After the horrors of the Second World War, global attitudes on race began to change as secular and religious leaders called for both civil rights and an end to white rule. While historians usually recount the civil rights movement in the United States with little reference to events in the wider world, religious and secular leaders of the period understood American civil rights as part of part of a larger campaign against global racism.
Attitudes of ethnic superiority were pervasive throughout the Western world, and white, colonial rule was viewed as an expression of the racist worldview. In 1942, a chorus of Protestant leaders began calling for the equality “of other races in our own and other lands.” In 1947, two years after the war ended, the Lutheran theologian Otto Frederick Nolde produced a series of essays arguing for global racial equality, calling for the church to lead the way:
The Christian gospel relates to all men, regardless of race, language or color. … [T]here is no Christian basis to support a fancied intrinsic superiority of any one race. The rights of all peoples of all lands should be recognized and safeguarded. International cooperation is needed to create conditions under which these freedoms may become a reality.
The call for racial equality was part of a worldwide movement that demanded freedom for “all peoples of all lands.” In 1948, the global community adopted the Universal Declaration of Human Rights (UDHR), a watershed event in the worldwide battle against racism. American Protestant missionaries were highly influential in the language of the UDHR and became vocal proponents for religious freedom as well as global human rights. Attitudes were shifting in the Western world, and missionaries were helping lead the way. W. E. B. Du Bois, who is perhaps best known as an American civil rights activist, is more properly understood as a prophetic voice calling for an end to global racism and white oppression. Though he was an atheist, Du Bois worked alongside Western missionaries in the adoption of the UDHR in 1948 and expressed his belief that Western missionaries had an important role to play in putting an end to global racism.

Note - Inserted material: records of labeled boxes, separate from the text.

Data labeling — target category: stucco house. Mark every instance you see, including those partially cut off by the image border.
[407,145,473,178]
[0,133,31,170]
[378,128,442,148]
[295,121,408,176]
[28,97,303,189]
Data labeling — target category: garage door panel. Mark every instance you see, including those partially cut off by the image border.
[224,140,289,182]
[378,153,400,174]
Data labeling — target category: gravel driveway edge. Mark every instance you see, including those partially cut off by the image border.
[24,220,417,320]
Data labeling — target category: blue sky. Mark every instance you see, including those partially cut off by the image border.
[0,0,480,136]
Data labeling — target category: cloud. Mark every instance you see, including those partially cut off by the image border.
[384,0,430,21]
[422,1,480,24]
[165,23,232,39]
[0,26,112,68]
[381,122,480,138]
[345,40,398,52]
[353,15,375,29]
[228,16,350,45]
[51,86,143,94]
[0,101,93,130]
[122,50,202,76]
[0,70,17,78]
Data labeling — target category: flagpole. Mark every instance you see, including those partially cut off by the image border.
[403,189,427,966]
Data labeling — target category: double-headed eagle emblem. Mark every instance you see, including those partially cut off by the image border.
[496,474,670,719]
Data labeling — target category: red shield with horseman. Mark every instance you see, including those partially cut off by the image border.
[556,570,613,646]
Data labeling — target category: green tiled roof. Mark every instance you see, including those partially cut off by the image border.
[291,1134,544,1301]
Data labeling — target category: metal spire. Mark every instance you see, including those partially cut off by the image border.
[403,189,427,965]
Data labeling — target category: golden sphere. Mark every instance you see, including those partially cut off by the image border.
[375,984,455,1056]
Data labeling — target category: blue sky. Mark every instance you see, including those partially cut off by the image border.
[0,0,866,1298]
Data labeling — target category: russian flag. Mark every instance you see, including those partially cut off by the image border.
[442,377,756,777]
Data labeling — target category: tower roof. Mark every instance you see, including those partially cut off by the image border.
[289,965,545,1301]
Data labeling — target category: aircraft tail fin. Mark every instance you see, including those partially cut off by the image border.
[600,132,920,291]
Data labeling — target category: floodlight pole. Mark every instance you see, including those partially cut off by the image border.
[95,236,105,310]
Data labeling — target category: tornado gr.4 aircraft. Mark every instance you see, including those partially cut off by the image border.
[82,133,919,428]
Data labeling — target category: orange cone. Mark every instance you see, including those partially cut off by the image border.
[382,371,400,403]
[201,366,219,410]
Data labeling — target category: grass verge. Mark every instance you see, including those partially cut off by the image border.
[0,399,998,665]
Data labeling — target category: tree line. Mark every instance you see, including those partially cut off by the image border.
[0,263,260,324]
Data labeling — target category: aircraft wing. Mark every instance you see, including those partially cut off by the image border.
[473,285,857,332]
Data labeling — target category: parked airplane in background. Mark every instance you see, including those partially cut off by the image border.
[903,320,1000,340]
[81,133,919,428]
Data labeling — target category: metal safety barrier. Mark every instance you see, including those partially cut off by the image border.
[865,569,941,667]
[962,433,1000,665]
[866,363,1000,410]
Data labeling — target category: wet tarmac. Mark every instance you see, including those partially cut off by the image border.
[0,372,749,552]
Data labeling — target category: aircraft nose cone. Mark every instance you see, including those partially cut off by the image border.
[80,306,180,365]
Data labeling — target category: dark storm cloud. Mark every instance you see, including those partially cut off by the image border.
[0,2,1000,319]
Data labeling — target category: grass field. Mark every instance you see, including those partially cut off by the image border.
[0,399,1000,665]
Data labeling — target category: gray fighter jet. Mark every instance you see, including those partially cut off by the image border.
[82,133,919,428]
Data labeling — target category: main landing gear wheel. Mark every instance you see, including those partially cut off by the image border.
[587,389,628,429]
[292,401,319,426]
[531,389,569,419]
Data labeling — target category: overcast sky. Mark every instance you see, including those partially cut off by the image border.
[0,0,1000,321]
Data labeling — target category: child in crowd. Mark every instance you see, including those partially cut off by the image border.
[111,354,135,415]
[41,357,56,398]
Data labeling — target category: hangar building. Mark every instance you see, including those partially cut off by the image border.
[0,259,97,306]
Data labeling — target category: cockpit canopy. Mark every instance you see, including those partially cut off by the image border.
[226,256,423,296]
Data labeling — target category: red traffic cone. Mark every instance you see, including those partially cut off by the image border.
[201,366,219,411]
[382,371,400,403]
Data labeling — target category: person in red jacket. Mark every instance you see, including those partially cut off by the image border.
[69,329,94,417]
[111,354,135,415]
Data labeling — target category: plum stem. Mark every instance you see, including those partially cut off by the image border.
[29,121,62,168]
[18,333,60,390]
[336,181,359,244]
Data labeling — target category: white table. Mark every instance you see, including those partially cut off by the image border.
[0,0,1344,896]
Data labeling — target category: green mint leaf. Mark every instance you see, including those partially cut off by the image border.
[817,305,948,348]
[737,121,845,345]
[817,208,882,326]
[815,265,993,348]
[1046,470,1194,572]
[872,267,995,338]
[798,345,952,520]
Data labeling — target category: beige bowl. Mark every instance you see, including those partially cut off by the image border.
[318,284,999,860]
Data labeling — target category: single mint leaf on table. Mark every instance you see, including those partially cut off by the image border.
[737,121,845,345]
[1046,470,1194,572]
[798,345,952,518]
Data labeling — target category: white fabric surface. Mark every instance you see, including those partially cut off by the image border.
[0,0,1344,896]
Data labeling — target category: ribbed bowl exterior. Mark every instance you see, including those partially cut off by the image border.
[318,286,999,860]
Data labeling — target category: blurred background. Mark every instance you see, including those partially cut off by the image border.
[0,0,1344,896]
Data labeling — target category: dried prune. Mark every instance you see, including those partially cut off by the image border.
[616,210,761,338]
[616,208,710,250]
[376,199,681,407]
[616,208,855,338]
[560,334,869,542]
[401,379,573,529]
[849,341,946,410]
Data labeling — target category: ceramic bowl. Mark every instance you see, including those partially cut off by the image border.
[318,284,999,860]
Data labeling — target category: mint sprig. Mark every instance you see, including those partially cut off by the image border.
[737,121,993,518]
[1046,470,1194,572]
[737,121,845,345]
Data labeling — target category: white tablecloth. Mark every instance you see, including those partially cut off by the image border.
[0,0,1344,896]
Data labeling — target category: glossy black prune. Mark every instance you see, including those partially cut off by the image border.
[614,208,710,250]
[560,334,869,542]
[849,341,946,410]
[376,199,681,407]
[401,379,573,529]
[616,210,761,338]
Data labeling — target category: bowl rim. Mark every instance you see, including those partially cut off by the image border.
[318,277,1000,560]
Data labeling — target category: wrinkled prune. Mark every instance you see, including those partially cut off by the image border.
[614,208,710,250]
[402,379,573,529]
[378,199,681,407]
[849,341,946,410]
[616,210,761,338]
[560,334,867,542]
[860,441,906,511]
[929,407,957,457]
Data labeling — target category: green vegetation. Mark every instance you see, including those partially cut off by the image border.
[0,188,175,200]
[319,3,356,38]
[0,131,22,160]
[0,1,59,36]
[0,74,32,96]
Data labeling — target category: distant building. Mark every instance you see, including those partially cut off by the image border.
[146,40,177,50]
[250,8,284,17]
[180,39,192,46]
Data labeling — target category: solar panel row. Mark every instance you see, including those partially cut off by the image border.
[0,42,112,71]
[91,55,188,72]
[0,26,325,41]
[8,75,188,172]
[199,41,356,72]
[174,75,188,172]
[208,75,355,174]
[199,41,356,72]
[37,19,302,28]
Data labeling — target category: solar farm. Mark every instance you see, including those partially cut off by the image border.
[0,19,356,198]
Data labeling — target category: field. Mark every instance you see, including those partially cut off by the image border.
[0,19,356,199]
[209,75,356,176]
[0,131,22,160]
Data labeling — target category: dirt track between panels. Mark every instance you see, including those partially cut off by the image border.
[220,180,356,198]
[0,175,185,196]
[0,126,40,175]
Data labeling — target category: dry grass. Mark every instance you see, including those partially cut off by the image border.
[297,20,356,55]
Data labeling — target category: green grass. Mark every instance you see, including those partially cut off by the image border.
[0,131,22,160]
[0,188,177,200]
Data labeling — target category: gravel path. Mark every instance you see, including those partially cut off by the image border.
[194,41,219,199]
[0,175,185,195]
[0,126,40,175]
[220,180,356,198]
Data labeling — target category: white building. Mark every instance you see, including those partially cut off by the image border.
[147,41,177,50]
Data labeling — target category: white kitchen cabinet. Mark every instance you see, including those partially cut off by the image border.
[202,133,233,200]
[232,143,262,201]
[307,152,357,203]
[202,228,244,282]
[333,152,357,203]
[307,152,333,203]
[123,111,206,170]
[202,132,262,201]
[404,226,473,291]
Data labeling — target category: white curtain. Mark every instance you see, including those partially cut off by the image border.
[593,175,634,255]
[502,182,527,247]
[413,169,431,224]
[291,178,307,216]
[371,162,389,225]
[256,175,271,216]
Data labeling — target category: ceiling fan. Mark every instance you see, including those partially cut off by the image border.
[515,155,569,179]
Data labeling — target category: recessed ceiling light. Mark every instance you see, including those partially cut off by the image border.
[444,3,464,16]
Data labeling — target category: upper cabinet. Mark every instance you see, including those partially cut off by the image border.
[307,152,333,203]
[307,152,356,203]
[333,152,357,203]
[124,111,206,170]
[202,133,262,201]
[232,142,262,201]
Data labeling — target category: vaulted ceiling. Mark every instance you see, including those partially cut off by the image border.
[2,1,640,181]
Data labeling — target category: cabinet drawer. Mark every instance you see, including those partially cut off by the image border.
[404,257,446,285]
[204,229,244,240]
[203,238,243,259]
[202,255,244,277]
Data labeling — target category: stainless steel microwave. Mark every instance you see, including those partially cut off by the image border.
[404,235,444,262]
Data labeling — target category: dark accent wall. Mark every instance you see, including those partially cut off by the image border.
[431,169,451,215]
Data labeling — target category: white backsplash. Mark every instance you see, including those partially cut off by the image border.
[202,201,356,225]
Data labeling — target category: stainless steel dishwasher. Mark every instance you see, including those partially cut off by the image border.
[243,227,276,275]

Yet racism remained an acceptable sin following the Second World War, even among many evangelical Christians. The “problem of the color bar” was a problem among some Christian mission societies during the first half of the 20th century.
During my doctoral studies, I examined the organization that became the century’s largest Protestant mission agency on the African continent. It was in turmoil over how to handle the issue of racial integration in the 1950s. Executives balked at the suggestion by some of its missionaries that it should accept “colored Evangelicals” as full-fledged members of the mission community. Officials in the home office wondered aloud (mostly in closed-door meetings) how they would address the question of equal compensation as well as problems that would arise when the children of Black American missionaries wanted to attend school with the children of their white colleagues. Mission authorities suggested that perhaps they could create separate mission stations that “were staffed entirely by negroes” in Africa.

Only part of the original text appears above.